Formerly known as cv (Coreutils Viewer).
How do you install it
---------------------
On deb-based systems (Debian, Ubuntu, Mint, etc.) run:
apt install progress
On Arch Linux, run:
pacman -S progress
On Fedora, run:
dnf install progress
On openSUSE, run:
zypper install progress
On macOS, with homebrew, run:
brew install progress
On macOS, with MacPorts, run:
port install progress
How do you build it from source
-------------------------------
make && make install
On FreeBSD, substitute `make` with `gmake`.

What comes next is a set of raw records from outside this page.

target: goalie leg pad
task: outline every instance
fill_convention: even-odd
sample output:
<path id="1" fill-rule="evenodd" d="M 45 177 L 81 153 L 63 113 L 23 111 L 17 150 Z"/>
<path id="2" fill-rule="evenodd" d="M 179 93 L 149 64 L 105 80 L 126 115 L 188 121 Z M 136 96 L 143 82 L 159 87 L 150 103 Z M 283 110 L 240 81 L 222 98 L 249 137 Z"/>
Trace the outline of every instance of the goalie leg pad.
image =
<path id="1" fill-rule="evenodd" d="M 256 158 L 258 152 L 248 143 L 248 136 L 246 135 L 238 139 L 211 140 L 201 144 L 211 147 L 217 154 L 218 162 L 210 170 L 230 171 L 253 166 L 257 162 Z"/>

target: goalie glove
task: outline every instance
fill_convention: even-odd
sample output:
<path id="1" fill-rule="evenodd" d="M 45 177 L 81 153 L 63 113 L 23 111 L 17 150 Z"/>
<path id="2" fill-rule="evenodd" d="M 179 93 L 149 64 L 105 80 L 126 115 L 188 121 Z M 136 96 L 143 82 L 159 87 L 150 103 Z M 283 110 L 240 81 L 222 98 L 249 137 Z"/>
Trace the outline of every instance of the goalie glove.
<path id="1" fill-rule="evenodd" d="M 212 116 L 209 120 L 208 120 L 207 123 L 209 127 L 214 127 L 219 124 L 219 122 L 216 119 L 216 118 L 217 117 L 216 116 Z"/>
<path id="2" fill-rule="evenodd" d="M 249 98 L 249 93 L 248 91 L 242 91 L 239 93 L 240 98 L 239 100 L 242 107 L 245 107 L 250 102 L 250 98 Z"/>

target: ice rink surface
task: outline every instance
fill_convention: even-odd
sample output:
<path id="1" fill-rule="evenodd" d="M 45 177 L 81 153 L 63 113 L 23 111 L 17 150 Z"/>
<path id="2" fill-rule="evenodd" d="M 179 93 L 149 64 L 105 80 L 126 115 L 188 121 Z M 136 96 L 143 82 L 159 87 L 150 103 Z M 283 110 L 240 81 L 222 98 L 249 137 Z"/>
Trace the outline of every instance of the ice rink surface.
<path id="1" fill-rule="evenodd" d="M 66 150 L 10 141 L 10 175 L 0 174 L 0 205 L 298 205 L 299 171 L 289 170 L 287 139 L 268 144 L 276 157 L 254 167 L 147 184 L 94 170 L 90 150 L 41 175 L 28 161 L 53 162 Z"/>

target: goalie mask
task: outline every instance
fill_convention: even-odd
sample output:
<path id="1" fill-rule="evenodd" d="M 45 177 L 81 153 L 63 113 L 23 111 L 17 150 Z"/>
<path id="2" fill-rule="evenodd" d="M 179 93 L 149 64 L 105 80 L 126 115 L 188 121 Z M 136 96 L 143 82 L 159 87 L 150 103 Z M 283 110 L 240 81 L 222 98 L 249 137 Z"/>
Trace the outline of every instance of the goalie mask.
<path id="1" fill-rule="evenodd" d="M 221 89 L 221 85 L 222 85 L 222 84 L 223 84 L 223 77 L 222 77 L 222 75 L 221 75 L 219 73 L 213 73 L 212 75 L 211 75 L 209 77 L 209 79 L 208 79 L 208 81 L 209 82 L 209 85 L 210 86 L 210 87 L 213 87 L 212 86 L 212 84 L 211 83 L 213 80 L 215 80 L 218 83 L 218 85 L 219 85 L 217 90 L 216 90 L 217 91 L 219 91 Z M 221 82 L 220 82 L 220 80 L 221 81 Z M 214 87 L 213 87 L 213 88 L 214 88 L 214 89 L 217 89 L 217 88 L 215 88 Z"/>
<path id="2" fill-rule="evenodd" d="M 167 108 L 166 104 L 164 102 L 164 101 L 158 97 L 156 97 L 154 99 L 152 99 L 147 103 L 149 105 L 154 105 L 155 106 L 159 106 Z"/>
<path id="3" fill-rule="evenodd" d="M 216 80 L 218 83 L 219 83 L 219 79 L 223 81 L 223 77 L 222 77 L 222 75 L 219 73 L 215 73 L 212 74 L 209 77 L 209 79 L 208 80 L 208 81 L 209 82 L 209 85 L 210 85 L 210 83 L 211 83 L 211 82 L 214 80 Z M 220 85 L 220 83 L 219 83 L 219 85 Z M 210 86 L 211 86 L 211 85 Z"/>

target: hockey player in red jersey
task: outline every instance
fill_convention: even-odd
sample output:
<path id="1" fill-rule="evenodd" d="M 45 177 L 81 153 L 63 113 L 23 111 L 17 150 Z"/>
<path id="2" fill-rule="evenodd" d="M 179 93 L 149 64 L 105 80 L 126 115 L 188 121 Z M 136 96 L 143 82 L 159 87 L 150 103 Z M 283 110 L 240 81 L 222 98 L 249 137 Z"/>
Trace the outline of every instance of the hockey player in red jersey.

It depends on the library ncurses, you may have to install corresponding packages (maybe something like 'libncurses5-dev', 'libncursesw6' or 'ncurses-devel').
How do you run it
-----------------
Just launch the binary, `progress`.
What can I do with it
---------------------
A few examples. You can:
* monitor all current and upcoming instances of coreutils commands in
a simple window:
watch progress -q
* see how your download is progressing:
watch progress -wc firefox
* look at your web server activity:
progress -c httpd
* launch and monitor any heavy command using `$!`:
cp bigfile newfile & progress -mp $!
and much more.
How does it work
----------------
It simply scans `/proc` for interesting commands*, and then looks at
directories `fd` and `fdinfo` to find opened files and seek positions,
and reports status for the largest file.
It's very light and compatible with virtually any command.